Similarly, I found the world-building to be incredibly intriguing as well. Though less is expounded upon about the actual world of Empire of Exiles, there are references to a salt wall swaddling the city in a layer of protection. Before this wall was created by one who is now revered as a saint, the changelings wreaked complete and total havoc over the world. But as these creatures with superhuman powers cannot stand salt, people remain safe behind this indispensable wall. Though I found the idea of changelings slightly less original as they are so reminiscent of the fey to me, I really liked not only the idea of the salt wall, but the implications of what would happen were it to fall that lingered behind its very existence. 


And then the Salt Wall was sealed and the changelings were held back. What lay beyond the Wall now was only stories—no one alive remembered the old world, no one alive knew how it felt to truly fear your loved ones, your neighbors; your sovereigns weren’t what they said they were. People knew the stories, knew that what their ancestors had fled was something terrible, even in the terror was remote and polished smooth by so many years. They knew the changelings persisted—the soldiers on the Salt Wall spotted scouts or travelers now and again—and given the chance, they might tear down this last bastion of civilization.”
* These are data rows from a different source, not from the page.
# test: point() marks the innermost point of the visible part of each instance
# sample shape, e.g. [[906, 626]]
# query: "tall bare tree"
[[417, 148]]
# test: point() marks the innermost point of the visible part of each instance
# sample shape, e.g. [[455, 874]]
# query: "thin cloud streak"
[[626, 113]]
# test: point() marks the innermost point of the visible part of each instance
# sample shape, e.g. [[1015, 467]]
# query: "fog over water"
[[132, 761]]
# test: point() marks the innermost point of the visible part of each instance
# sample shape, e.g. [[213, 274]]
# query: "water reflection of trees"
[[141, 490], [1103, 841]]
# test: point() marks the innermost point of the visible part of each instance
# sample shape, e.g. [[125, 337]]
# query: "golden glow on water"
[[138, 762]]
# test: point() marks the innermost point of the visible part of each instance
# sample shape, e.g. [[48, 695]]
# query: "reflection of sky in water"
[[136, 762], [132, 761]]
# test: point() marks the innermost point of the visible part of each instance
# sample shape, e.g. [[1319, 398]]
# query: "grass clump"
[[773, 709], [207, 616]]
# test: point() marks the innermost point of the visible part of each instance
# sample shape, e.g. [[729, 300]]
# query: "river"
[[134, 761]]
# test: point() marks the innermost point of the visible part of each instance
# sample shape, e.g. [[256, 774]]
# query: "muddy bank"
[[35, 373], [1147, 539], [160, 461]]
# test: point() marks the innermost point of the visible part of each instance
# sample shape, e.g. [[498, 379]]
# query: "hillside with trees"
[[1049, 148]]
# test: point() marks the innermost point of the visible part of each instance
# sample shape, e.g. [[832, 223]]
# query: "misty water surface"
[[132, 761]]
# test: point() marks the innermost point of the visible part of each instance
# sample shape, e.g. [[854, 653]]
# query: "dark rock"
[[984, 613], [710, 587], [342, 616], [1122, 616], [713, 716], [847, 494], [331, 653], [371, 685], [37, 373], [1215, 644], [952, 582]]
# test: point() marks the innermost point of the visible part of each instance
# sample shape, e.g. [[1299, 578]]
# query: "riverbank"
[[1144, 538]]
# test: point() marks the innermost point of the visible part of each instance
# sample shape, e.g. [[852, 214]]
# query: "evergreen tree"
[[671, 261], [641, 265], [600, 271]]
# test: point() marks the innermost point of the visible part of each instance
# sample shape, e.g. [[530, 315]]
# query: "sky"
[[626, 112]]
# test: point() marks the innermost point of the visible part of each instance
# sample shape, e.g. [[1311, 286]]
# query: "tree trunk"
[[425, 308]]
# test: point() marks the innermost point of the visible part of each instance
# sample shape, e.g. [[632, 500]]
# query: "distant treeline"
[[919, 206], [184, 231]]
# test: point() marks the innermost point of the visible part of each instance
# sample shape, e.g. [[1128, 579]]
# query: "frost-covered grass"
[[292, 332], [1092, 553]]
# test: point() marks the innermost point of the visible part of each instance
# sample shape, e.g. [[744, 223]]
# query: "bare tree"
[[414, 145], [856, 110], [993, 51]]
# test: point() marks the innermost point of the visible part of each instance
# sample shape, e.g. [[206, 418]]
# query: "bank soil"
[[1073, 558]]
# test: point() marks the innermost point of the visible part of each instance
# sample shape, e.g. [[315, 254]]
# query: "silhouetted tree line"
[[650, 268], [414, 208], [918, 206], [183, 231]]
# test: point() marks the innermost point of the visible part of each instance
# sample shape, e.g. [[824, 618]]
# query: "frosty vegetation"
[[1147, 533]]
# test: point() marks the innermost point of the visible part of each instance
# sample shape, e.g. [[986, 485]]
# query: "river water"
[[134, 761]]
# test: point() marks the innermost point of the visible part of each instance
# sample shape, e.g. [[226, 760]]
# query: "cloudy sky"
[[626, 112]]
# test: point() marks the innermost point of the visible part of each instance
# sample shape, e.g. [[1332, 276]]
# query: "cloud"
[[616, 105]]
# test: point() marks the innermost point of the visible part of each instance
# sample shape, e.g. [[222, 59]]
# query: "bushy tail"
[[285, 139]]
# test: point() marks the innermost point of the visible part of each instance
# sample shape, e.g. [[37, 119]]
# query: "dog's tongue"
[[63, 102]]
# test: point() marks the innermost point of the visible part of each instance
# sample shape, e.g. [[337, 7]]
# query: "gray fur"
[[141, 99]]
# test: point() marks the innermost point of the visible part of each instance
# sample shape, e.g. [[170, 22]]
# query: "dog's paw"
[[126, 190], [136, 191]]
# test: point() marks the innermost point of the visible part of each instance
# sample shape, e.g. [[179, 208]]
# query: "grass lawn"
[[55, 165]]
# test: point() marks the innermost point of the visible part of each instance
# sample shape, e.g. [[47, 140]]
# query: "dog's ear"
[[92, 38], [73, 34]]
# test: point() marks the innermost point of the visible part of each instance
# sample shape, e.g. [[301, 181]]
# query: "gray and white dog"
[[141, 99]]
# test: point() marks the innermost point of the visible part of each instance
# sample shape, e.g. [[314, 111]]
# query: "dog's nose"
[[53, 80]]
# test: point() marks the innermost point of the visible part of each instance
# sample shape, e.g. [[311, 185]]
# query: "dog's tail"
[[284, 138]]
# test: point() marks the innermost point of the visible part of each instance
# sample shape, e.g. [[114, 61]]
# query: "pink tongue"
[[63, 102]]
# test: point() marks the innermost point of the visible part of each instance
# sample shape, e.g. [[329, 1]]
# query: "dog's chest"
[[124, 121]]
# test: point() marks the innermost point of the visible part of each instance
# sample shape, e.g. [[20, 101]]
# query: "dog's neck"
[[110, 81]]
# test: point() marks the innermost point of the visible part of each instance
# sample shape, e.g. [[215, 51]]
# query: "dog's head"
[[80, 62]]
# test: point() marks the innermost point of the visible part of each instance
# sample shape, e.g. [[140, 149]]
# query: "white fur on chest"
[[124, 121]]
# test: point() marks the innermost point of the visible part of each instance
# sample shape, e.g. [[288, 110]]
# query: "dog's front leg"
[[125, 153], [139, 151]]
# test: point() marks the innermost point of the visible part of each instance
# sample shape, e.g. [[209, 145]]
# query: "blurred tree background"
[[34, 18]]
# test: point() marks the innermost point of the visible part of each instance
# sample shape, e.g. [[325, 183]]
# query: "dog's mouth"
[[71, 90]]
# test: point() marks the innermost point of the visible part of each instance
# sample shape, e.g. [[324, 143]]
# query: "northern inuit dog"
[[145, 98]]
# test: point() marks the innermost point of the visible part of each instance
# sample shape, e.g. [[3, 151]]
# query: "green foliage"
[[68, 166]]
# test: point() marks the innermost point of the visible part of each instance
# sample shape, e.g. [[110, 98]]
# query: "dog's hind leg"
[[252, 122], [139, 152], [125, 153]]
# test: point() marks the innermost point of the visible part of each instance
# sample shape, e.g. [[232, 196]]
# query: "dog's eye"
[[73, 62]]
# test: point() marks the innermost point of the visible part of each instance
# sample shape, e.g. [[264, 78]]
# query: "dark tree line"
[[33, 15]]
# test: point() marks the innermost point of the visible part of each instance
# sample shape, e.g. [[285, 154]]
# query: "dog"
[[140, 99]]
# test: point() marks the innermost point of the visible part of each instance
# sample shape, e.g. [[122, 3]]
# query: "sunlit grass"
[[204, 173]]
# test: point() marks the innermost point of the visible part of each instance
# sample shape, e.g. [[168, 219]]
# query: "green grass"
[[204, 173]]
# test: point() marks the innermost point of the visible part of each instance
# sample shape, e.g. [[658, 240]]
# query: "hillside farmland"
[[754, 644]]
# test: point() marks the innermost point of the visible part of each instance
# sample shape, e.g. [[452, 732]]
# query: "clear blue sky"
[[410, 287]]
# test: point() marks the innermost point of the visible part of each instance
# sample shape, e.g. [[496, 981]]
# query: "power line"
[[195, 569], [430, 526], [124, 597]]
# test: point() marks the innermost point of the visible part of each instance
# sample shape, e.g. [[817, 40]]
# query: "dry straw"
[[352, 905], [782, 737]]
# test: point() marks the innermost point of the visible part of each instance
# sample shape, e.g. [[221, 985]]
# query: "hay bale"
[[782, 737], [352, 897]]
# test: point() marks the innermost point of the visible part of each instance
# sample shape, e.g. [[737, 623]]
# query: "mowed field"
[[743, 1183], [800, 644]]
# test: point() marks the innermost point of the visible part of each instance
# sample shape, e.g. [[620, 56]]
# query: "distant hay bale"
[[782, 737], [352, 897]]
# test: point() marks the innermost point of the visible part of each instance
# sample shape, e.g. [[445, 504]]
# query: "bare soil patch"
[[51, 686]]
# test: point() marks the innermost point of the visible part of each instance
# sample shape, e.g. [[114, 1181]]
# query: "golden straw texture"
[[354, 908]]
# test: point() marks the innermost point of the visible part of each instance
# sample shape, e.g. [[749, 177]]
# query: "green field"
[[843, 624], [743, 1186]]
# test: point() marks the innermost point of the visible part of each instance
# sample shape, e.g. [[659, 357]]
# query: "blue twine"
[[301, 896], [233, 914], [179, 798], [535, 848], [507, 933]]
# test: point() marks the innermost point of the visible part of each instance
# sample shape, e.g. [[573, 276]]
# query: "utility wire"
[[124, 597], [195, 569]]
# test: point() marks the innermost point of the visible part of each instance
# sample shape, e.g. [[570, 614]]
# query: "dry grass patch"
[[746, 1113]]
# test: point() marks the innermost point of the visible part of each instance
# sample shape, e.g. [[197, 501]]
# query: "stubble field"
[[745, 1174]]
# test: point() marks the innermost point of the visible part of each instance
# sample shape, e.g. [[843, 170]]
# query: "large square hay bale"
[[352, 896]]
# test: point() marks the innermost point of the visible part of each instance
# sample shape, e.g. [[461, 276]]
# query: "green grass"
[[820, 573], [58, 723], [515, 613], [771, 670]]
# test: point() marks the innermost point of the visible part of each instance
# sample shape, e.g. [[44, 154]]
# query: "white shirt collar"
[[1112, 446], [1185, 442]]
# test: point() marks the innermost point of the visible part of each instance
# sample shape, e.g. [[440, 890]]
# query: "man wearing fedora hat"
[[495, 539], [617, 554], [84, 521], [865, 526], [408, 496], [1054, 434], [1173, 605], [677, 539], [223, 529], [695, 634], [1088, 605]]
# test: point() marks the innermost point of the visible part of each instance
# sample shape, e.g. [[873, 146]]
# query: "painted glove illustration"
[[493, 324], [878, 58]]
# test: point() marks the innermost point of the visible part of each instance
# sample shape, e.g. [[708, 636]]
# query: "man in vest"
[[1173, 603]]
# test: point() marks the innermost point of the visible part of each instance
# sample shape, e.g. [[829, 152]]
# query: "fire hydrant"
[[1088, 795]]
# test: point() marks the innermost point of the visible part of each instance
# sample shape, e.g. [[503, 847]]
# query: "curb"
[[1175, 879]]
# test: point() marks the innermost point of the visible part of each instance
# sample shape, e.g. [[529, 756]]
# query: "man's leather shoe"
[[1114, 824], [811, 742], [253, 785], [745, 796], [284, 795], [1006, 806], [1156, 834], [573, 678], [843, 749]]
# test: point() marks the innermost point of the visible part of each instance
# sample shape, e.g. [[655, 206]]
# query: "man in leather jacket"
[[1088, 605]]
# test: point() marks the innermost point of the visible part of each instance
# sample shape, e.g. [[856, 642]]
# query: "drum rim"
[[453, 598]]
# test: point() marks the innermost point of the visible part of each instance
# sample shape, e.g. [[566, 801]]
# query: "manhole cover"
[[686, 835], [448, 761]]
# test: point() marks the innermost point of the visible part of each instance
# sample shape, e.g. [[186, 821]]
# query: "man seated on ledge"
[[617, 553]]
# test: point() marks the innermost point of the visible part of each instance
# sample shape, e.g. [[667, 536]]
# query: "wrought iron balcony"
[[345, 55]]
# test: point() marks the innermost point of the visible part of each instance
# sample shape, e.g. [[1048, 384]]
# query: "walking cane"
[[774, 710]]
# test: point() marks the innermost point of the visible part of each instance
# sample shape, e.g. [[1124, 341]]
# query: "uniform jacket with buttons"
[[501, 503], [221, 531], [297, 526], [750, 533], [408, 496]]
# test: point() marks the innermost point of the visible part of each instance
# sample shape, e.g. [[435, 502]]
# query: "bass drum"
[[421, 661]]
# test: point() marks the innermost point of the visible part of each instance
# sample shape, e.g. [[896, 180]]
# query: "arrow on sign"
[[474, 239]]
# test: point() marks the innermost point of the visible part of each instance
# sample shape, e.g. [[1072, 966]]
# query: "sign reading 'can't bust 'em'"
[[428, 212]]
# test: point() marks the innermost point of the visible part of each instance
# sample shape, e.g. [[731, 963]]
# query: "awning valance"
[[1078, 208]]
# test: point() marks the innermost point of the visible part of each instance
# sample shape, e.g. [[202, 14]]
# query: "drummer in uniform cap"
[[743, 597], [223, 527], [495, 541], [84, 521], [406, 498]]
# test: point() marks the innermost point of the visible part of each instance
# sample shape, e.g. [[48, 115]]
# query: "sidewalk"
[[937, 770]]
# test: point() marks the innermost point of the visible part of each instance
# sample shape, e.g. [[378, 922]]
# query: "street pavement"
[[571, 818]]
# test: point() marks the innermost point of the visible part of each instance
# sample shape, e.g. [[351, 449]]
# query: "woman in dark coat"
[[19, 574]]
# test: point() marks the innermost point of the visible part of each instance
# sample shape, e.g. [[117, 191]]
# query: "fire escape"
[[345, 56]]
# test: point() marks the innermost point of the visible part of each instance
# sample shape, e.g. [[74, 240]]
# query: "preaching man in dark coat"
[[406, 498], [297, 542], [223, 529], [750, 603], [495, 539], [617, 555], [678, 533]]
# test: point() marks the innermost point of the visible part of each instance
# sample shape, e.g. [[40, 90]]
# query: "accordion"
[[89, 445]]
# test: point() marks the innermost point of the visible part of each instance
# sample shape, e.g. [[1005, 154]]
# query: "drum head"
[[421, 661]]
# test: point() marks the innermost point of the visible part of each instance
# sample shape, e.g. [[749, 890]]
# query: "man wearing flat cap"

Though I struggled with connecting to most of the characters and the pacing of Empire of Exiles, overall, there is really so much to love about the novel. With its original world-building and magic system, murder mystery, characters with diverse backgrounds and even more diverse secrets, and looming threat of both political strife and the rise of the deadly changelings, I am definitely planning on reading future installments in this series and other works by this imaginative author. I recommend Empire of Exiles for fans of both the Rook & Rose and A Chorus of Dragons series.